Schnelle Veränderungen erwartet Hint Shoufani nicht, solange es an demokratischer Gesinnung mangelt. Die Palästinenserin, Jahrgang 1978, gehört zu den schillerndsten Figuren der arabischen Frauenliteratur, ihre Themen sind: „Tod, Politik und Sex“. Aus ihren englischen Gedichten spricht Pessimismus, aber auch eine kraftvolle Sinnlichkeit, die sich in assoziativen Wortketten den Weg bahnt. Ähnlich wie Shoufani bewältigt der 36-jährige Exil-Libyer Abdouldaim Ukwas die Freiheitsthematik in der subjektiven Reflexion. In gehobenem Stil rezitiert er seine freien Verse, melancholisch, musikalisch, voll poetischer Bildgewalt. Diese Innerlichkeit sucht „Auswege aus der kreisförmigen Gegenwart“, umgeht aber den aktuellen Bezug.

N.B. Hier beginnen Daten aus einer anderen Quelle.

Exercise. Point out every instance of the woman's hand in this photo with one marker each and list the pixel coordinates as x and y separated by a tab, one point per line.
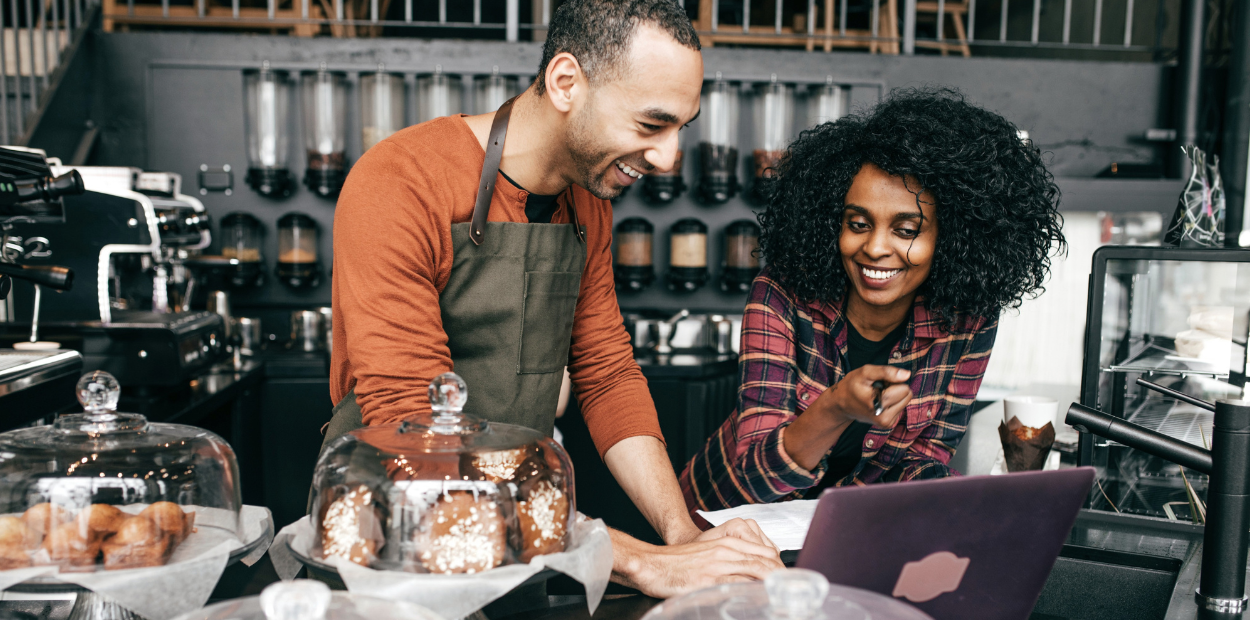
853	398
809	438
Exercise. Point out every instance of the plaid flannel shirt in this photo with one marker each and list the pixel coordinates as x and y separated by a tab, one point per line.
790	353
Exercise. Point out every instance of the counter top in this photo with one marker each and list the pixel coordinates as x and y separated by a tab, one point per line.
204	394
686	364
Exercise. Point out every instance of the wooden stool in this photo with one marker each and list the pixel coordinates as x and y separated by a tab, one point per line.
955	10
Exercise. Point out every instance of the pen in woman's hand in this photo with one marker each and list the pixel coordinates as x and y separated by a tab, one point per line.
876	396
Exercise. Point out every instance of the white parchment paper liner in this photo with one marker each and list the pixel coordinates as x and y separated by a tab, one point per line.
589	561
184	584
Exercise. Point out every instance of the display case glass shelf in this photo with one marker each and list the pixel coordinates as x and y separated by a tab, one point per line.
1176	318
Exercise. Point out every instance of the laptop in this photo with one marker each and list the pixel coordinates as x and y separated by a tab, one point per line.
956	548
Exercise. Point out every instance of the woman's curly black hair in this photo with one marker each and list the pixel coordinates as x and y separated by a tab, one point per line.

Umstürzlerisch und direkt sprechen dagegen die Jüngeren. Aggressiven Rap zu hämmernden Hip-Hop-Beats schmettert der 22-jährige Tunesier El Général. Seine Protesthymne „Rais Lebled“ (Chef meines Landes) ist eine direkte Aussprache mit Staatschef Ben Ali. Über Facebook fand das zensierte Video seinen Weg in die Welt, mittlerweile gilt es als Auslöser für den Sturz des Kleptokraten. Die provokative Diktatoren-Konfrontation sucht auch die junge Ägypterin Hend Hammam. Ihr Gedicht „Brief an den Präsidenten der Republik“ formuliert eine in rhythmischen Reimversen verfasste Anklage gegen Hosni Mubarak: scharfzüngig, in einfachem Umgangsarabisch. Mit ihrem Landsmann Deeb teilt sie ein zentrales Anliegen: die Demokratisierung in der Kunst antizipieren, durch den Gebrauch des landeseigenen Dialekts, der noch die untersten Schichten erreicht.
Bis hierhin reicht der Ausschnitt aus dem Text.